Прощай, Джуди, скажу я ей, не ты одна пропала ни за грош, пропадаю и я, все звери моей породы разбежались кто куда – ушли за зеленые летейские воды, за стеклянную стену океана – он не раздвинется, чтобы дать проход; кто зазевался – подстрелен, охотники славно поохотились, усы их в крови, и к зубам прилипли свежие перья; а те, что прыснули во все стороны в отчаянной жажде выжить, – поспешно переоделись в чужие шкуры: прилаживали рога и хвосты у осколков зеркал, натягивали перчатки с когтями, и теперь уже не отодрать бутафорскую, мертвую шерсть. Я встречаю их иногда, и мы смотрим друг на друга мутно, как из-под воды, и надо, наверно, что-то говорить, а говорить бессмысленно, как тогда, когда уезжаешь, а тот, другой, провожает, и ты стоишь в вагоне, за двойным немытым стеклом, а тот, другой, – на перроне, в порывах ночного дождя, и вы оба напряженно улыбаетесь: все слова сказаны, а уйти нельзя, и киваешь головой, и чертишь пальцем на ладони волну: «пиши», и тот, другой, тоже кивает: понял, понял, напишу, – но он не напишет, и вы оба это знаете, а поезд все стоит, все не трогается с места, все никак не начнутся толчки, белье, рубли, долгий говор соседей, темный приторный чай, промасленная бумага, тусклый промельк фонарей на пустом полустанке, бисерное, вспыхивающее золото дождевого пунктира на стекле, косой и грешный взгляд солдата, качающаяся теснота коридора и срамной холод сортира, где грохот колес сильней и оскорбительней, и из полумрака близко и нелестно смотрит на тебя твое собственное отражение – унижение – поражение… – все это впереди; а поезд все стоит и не трогается, и твоя улыбка натянута и готова сползти, оплыть слезою, и в ожидании толчка, конца, последнего взмаха ты шевелишь ртом, шепча бессмысленные слова: восемьдесят семь, семьдесят восемь; семьдесят восемь, восемьдесят семь, – и по ту сторону глухоты тот, другой, тоже шевелится и с облегчением лжет: «обязательно».

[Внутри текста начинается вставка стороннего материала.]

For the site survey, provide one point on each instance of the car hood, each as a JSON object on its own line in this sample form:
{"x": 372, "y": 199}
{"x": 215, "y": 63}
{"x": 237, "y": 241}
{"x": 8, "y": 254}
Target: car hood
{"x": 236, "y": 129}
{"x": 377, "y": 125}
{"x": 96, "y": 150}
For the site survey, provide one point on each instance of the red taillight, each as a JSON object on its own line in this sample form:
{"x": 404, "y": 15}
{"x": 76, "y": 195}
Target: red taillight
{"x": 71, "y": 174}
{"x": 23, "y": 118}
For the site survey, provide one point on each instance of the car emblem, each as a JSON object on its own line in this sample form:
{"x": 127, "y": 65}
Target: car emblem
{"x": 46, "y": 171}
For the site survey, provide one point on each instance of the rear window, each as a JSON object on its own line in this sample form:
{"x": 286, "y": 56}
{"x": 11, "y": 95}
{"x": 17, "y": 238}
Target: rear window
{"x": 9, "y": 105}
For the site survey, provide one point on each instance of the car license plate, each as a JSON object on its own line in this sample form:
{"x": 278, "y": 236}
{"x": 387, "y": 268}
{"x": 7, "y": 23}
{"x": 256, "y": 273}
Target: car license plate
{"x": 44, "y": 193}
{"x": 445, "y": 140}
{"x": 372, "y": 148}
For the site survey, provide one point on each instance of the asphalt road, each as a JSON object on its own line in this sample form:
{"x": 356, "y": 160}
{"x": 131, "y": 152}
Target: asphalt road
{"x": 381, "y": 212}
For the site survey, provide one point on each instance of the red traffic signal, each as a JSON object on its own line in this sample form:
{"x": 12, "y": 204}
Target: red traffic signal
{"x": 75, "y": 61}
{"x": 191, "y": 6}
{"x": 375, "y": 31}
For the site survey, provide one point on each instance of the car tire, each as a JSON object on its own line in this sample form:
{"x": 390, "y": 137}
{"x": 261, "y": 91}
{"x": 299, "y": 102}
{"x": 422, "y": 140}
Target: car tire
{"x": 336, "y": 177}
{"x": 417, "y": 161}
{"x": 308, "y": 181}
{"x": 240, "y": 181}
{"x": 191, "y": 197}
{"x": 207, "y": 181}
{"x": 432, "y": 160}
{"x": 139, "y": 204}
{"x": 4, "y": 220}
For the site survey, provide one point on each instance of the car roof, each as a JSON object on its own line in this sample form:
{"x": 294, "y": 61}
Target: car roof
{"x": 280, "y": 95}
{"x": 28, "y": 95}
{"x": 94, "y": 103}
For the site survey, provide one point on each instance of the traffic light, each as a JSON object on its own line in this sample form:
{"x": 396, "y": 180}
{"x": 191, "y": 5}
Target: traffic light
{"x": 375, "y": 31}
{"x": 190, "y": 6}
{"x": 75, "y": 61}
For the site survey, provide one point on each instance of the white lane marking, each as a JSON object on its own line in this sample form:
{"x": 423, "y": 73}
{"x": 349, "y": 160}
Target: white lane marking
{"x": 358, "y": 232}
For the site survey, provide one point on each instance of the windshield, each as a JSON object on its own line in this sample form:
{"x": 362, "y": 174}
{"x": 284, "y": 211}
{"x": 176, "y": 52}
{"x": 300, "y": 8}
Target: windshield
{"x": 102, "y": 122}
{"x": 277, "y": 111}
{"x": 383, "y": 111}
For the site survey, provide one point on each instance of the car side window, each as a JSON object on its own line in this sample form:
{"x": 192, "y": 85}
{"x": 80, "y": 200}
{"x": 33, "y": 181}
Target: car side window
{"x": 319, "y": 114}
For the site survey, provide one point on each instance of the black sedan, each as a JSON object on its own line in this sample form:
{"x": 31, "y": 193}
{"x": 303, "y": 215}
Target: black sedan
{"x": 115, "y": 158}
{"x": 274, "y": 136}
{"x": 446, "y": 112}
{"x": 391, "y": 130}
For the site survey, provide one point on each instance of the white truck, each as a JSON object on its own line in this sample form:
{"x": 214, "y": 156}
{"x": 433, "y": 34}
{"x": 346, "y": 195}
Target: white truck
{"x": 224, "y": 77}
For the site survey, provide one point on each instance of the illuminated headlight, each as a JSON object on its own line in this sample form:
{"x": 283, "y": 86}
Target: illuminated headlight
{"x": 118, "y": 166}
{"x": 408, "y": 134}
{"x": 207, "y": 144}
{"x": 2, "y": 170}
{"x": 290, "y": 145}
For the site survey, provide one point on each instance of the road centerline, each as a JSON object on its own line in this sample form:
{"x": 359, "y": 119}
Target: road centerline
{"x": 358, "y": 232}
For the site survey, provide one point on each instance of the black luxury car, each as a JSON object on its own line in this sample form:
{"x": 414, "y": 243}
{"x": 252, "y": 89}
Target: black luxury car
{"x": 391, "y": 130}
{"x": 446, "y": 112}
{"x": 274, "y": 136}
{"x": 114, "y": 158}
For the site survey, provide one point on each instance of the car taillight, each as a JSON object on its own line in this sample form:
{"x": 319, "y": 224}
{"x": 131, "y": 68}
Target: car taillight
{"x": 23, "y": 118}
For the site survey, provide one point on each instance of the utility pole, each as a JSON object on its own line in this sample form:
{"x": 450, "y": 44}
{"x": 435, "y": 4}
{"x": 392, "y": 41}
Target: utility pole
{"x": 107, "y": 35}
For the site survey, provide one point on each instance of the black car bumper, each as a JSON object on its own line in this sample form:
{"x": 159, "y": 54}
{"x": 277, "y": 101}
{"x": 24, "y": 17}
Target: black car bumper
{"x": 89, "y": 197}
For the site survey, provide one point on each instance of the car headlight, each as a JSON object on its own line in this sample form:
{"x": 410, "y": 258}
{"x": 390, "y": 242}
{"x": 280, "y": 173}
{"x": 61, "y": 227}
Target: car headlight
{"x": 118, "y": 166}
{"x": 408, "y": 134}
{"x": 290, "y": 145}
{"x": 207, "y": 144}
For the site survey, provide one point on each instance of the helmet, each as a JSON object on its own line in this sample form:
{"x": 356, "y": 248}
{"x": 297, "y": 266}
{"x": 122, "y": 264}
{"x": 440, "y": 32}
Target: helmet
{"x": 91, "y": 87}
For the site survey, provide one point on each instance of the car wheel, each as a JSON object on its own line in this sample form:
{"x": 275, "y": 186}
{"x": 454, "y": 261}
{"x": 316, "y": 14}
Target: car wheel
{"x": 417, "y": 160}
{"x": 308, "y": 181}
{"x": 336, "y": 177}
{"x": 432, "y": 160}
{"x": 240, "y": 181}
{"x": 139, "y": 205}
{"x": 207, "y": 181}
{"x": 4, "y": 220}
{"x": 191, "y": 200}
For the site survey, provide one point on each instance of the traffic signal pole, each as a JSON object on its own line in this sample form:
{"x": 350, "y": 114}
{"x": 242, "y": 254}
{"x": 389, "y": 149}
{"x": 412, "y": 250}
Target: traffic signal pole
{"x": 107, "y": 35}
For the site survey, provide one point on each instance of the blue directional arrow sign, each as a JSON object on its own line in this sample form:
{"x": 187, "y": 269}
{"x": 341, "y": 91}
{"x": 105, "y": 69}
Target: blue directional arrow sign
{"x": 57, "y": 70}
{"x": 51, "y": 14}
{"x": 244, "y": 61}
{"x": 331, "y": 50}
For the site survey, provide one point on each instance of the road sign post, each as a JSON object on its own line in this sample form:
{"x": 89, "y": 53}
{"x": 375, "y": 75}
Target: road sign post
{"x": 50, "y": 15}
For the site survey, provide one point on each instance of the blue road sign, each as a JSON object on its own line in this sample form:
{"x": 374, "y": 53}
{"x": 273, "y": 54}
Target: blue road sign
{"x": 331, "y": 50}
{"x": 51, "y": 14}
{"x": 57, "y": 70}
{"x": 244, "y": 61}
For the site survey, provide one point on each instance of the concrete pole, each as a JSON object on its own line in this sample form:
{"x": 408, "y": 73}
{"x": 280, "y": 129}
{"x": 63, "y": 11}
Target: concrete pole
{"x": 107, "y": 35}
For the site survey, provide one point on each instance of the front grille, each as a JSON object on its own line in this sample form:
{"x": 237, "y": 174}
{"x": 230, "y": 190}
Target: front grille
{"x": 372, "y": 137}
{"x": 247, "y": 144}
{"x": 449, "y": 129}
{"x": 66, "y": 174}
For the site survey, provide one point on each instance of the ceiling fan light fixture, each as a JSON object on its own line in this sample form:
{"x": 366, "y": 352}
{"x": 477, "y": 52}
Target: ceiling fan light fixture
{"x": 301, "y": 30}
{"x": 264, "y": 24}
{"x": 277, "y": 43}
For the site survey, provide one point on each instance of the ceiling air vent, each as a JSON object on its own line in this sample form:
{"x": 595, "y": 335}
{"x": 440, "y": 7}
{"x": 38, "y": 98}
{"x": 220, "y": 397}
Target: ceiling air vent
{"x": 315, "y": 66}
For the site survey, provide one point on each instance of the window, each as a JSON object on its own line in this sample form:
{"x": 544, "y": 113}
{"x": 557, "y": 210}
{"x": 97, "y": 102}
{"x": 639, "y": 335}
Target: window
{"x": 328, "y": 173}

Тут как раз Спиридонов, испортивший зубы дешевыми сушками и сокрушительным ежевечерним кипятком, вынужден был заказать себе новые коронки. Рассеянный инвалид полагал, что ставит золотые, однако его прямо во рту обворовали на приличную, как выяснилось позже, сумму. Впрочем, разнообразие металлов в его пожилом рту создало редкий, но чудесный эффект: Спиридонов стал сам, безо всяких дополнительных приборов, принимать радиопередачи. Из него плыли тихие танго, далекие иностранные голоса, молитвы, вопили футбольные матчи, бушевавшие неведомо где; работал он обычно на коротких волнах и включался к вечеру. В ранние часы он передавал какую-то дребедень – «Вам, пытливые» или же концерт по заявкам механизаторов, но чем больше сгущалась тьма, тем таинственнее бормотал и смеялся мир, и огни вырывались из мрака, и какие-то цветные фонари, и барабаны… и где-то бежала вода, вся в огнях – что это за вода, и что это за огни, и о чем говорят барабаны, – откуда нам знать!